Carpenter timestamps the scenes, bringing a scene of reality and commonplace to the film. When the timestamps finally do disappear, it’s because the audience–like the cast–is trapped.

At that point, Assault has its most beautiful sequence. The gang assaulting the police station is using silencers and, as they destroy it, the only sounds are of papers flying, windows breaking and drywall puncturing. It’s otherworldly.

When Carpenter finally does bring in the outside world, the timestamps return and the film’s changed entirely. In the midst of the rushed action, the film becomes about its characters and their relationships.

Great performances from Stoker, Joston, Zimmer and Tony Burton. Charles Cyphers has a nice smaller role. Excellent photography from Douglas Knapp, amazing editing from Carpenter.

Assault‘s a masterpiece.

Halloween (1978, John Carpenter)

Halloween is a technical masterpiece. It’s absolutely spectacular to watch. Carpenter’s composition is fantastic, but Dean Cundey’s cinematography and the editing–from Tommy Lee Wallace and Charles Bornstein–creates this uneasy, surreal experience. The way Carpenter uses the wind in the film is probably my favorite, since he establishes it early on and keeps it going until the very end. It’s transfixing.

There are some great performances–Jamie Lee Curtis’s character arc is spectacular, Nancy Kyes is excellent. Donald Pleasence is solid and the film’s too good for P.J. Soles and (surprisingly) Charles Cyphers to damage it. Soles is just annoying, but Cyphers just can’t deliver his lines with the gravity Pleasence can–most of their scenes are together–and Cyphers comes off poorly because of it.

If it seems like I’m listing all the positives about Halloween, I am.

I first watched Halloween when I was eleven or twelve and wasn’t at all impressed (first, I was eleven or twelve and, second, I was watching a pan and scan VHS). In fact, I liked the second one more at the time (strangely, the same thing happened–around that time–with Jaws).

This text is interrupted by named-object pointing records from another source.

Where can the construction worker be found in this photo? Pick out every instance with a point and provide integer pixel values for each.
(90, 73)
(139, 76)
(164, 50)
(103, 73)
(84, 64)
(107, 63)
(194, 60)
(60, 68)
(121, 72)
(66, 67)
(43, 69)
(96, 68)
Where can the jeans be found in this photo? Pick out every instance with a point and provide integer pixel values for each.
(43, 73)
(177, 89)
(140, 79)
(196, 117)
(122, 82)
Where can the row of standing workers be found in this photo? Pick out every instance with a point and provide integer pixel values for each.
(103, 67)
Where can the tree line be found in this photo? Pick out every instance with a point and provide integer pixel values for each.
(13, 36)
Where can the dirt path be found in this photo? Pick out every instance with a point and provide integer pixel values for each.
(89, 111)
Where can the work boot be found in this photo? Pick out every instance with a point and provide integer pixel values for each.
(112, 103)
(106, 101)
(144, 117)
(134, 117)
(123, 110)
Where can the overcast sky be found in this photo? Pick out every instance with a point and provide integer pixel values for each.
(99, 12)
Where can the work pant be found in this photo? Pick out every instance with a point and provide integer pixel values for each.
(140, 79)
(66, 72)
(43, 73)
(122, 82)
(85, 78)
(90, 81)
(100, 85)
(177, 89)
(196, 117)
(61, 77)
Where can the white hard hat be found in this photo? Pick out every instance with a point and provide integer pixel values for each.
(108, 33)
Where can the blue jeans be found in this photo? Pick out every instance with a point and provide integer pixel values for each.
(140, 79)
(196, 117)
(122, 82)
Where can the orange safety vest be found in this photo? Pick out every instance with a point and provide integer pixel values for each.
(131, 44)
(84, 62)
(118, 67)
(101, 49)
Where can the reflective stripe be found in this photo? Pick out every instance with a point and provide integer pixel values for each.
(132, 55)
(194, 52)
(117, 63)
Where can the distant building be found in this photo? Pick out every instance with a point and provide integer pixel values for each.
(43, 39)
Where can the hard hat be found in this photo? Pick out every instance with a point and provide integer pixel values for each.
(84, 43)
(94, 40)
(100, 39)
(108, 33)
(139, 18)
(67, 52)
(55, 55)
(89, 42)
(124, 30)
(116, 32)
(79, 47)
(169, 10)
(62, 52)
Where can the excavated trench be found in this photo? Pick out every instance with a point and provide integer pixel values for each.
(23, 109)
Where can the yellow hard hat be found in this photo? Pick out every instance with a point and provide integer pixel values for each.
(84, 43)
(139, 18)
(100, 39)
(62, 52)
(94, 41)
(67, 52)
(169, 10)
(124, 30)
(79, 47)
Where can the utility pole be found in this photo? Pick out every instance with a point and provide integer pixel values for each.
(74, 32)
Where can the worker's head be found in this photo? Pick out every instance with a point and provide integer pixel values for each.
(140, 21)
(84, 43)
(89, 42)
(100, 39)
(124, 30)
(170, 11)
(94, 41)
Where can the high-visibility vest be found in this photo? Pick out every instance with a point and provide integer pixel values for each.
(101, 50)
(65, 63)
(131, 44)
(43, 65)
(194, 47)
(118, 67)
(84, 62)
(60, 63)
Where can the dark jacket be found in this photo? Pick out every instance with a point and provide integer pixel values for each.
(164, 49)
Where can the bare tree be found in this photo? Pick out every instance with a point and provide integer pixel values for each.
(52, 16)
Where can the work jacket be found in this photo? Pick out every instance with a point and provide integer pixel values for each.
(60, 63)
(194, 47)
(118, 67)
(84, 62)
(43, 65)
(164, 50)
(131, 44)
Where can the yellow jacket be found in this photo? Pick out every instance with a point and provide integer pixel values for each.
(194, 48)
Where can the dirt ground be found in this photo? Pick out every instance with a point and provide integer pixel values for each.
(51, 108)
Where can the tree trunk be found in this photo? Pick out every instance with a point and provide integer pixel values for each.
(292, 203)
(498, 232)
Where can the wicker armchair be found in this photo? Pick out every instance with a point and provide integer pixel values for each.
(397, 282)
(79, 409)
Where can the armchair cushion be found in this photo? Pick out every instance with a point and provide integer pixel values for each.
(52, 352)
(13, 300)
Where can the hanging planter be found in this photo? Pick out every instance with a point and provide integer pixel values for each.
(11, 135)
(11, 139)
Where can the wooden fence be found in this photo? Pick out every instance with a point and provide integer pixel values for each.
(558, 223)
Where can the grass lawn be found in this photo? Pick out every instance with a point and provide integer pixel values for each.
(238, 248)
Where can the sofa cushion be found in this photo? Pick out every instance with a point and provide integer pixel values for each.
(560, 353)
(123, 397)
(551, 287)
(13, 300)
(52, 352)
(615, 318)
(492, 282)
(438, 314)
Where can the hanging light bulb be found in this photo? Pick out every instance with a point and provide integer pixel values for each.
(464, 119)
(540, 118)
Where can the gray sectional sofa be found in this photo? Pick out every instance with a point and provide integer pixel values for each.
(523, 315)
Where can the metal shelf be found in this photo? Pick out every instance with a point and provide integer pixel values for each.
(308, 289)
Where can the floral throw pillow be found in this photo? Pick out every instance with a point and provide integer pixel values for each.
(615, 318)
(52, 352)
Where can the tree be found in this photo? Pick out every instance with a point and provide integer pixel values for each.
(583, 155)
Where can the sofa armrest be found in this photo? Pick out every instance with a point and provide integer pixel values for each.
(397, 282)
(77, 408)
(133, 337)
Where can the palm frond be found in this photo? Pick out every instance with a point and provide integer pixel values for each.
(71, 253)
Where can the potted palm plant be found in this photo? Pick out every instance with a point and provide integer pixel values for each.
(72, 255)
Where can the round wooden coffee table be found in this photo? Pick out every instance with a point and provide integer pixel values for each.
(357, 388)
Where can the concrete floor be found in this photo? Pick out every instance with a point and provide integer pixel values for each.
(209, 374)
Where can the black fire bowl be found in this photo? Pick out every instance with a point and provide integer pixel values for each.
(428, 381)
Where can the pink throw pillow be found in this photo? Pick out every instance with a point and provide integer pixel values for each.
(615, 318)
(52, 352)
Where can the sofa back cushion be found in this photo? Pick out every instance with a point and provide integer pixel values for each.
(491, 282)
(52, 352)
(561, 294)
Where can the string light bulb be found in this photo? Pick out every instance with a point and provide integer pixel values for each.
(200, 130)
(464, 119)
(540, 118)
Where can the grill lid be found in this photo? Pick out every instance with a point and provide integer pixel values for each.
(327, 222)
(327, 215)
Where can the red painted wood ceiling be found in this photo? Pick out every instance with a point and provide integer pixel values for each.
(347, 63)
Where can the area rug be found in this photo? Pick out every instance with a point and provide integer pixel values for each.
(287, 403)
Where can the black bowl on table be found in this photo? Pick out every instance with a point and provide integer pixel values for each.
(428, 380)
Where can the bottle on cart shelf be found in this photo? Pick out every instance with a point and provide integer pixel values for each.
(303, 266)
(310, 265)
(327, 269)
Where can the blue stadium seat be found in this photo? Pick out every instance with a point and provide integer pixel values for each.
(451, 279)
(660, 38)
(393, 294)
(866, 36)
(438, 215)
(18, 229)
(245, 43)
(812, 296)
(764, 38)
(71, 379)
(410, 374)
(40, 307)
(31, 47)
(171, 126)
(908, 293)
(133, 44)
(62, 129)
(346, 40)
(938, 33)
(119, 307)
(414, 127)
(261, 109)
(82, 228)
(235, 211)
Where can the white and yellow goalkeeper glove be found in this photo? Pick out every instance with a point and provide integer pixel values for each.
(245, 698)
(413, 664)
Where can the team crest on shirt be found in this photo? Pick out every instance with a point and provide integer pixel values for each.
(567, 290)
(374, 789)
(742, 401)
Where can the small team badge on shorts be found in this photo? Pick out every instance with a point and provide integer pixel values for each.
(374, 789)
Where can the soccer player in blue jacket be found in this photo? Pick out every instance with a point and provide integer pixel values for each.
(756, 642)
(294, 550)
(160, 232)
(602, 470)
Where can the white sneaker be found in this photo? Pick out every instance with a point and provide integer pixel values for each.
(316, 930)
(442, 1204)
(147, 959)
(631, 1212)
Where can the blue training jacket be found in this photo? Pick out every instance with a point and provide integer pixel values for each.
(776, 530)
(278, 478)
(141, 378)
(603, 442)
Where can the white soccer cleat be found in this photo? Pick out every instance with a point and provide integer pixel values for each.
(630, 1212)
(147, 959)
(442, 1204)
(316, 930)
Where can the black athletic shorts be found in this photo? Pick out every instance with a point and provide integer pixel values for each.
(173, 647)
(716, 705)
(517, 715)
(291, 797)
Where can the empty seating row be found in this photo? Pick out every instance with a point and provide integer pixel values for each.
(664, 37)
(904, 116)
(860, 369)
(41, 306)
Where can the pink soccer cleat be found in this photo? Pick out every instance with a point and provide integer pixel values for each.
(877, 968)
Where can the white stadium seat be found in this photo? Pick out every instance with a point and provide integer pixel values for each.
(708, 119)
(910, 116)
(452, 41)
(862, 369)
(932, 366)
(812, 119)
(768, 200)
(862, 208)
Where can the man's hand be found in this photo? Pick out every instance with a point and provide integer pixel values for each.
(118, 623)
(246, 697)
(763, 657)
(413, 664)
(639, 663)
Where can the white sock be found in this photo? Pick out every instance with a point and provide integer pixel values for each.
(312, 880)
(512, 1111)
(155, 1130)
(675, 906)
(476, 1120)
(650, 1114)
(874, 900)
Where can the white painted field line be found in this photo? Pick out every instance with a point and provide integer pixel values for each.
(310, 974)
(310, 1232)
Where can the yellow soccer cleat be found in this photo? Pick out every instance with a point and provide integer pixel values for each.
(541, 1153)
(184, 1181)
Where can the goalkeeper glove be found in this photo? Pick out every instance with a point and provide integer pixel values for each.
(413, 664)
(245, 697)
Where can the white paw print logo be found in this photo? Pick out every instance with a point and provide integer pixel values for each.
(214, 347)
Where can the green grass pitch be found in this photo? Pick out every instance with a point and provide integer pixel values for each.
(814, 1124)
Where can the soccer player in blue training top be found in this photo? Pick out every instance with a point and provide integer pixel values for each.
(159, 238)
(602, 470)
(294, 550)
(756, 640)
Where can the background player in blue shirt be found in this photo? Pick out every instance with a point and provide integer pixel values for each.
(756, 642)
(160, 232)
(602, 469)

A few years later, after I’d started to discover Carpenter’s other work, I went back to Halloween and came to appreciate it much like I did on this viewing. It’s a technical marvel.

But it’s got a weak plot.

The script’s strong–Debra Hill writes the female characters extremely well–watching Curtis at the end, it’s hard to think of any Hollywood film with such a strong female character until Aliens. Carpenter shoots every scene perfectly, but there’s something off.

Halloween, intended as a one-time picture, became the first horror franchise. Watching the film, even if one knows Carpenter didn’t intend it, he enabled that franchise. As the film progresses–it’s a perfectly paced ninety minutes–it becomes clearer and clearer the strongest point is Curtis and her reactions. Had the film centered on her experience, never making the bogeyman real until the end, it would have been a far superior film. It would have run only forty-two minutes, but it would be amazing.

The problem is how Carpenter shoots it. He relies entirely on his score to create fear in the viewer and it doesn’t work. The score’s effective and the theme’s good, but it doesn’t compliment the foreboding scenes. These scenes, with Carpenter shooting them matter-of-factly, are somewhat too well-made to be scary. They’re too visually beautiful. Carpenter lets his talent for composition get in the way of the story’s need to creep out the viewer.

He never even gets around to the weight of the film’s content. When characters die on screen, Carpenter doesn’t pause to give the viewer time to reflect. It’s an intentional move, but it’s a wrong one. The lack of emotional connection at that moment removes the viewer from the film and makes the artifice of the experience apparent.

Every time I start Halloween, just before it starts, I think it’s going to be better than I remember it. Every time, it’s about the same. For all the film’s successes, there’s a misguided creative impulse in the mix as well–and those successes can’t overpower it.